De nombreux facteurs expliquent traditionnellement la poussée de l’indépendantisme depuis les années 1960 : l’usure des partis de gouvernement, la découverte de champs pétroliers dans les eaux écossaises en 1969 et l’arrivée de multinationales étrangères pour les exploiter (avec le slogan « it’s Scotland’s oil »), l’échec d’un premier référendum pour la création d’un Parlement écossais en 1979, la colère populaire contre la poll tax, un impôt très inégalitaire instauré en 1989 par Margaret Thatcher, ou encore la fermeture des aciéries de Ravenscraig en 1992, qui avait coûté leur emploi à plus de 10 000 personnes…
Mais le projet de Ben Jackson déplace la focale : il s’intéresse à l’avènement des concepts politiques, à la manière dont les intellectuels n’ont cessé, durant cinquante ans, de reformuler leurs plaidoyers pour une Écosse indépendante en fonction des urgences du moment, bref, à cette « renaissance nationaliste dans le champ des idées », déjà signalée par un autre universitaire, Gerry Hassan. L’analyse de Ben Jackson repose sur la lecture minutieuse de programmes, actes de colloques, essais et autres discours de campagne. À travers une galerie de portraits, il démontre la fascinante plasticité du projet indépendantiste, qui va finir par s’affirmer à la gauche du parti travailliste (en tout cas jusqu’au référendum de 2014 sur l’indépendance, avant les années Corbyn à la tête du Labour, de 2015 à 2020).

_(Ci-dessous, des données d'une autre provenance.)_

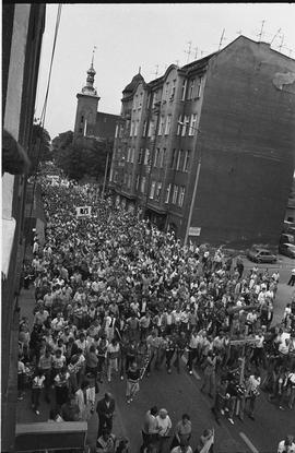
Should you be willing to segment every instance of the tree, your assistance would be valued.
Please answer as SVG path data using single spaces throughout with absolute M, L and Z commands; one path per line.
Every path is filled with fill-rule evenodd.
M 68 131 L 52 140 L 56 165 L 70 179 L 78 181 L 84 177 L 102 179 L 105 172 L 107 153 L 113 147 L 111 143 L 90 138 L 71 142 L 70 138 L 71 134 Z
M 36 172 L 39 162 L 52 159 L 50 135 L 40 124 L 33 124 L 32 147 L 28 152 L 28 157 L 31 160 L 31 175 Z

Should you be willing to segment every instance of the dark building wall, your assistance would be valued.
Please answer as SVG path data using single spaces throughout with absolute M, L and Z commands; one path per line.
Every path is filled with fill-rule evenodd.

La liste des penseurs cités est presque exclusivement masculine. Le constat peut dérouter lorsque l’on sait que c’est une femme, Nicola Sturgeon, qui dirige aujourd’hui l’Écosse pour le SNP, et que c’est une autre femme, Winnie Ewing, qui se fit élire dès 1967 au Parlement de Westminster, victoire qui coïncide avec le début de la poussée électorale du SNP. « Le SNP affiche plutôt un bon bilan en matière de représentation des femmes dans les institutions, si on le compare par exemple au parti travailliste, avance Ben Jackson. Mais mon travail s’intéresse à des époques où les hommes étaient ultramajoritaires dans le débat public. »

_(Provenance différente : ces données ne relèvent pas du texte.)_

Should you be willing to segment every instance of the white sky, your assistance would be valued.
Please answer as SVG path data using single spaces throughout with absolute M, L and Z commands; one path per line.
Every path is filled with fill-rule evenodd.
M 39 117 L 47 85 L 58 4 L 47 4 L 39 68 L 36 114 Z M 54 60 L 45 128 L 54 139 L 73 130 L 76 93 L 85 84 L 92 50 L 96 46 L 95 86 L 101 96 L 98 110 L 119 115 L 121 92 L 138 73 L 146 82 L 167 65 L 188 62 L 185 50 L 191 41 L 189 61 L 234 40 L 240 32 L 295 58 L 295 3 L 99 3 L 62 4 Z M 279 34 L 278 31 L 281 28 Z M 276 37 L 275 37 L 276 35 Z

Première découverte, à rebours des idées reçues : l’indépendantisme écossais est un phénomène récent. Il ne naît pas en réaction à la signature des Actes d’union de 1707, qui fusionnent les Parlements anglais et écossais et donnent naissance à l’actuel Parlement britannique à Londres. « Le nationalisme écossais, compris comme le soutien à un État écossais indépendant, brille par son absence, durant la majeure partie de l’Histoire qui s’ouvre après 1707 », résume Jackson. C’est seulement à partir des années 1920 qu’il éclot, de manière confidentielle, chez des penseurs pionniers, issus du presbytérianisme (une forme de protestantisme qui s’est développée en Écosse). Mais le SNP, lui, ne prend son véritable essor qu’à partir des années 1960.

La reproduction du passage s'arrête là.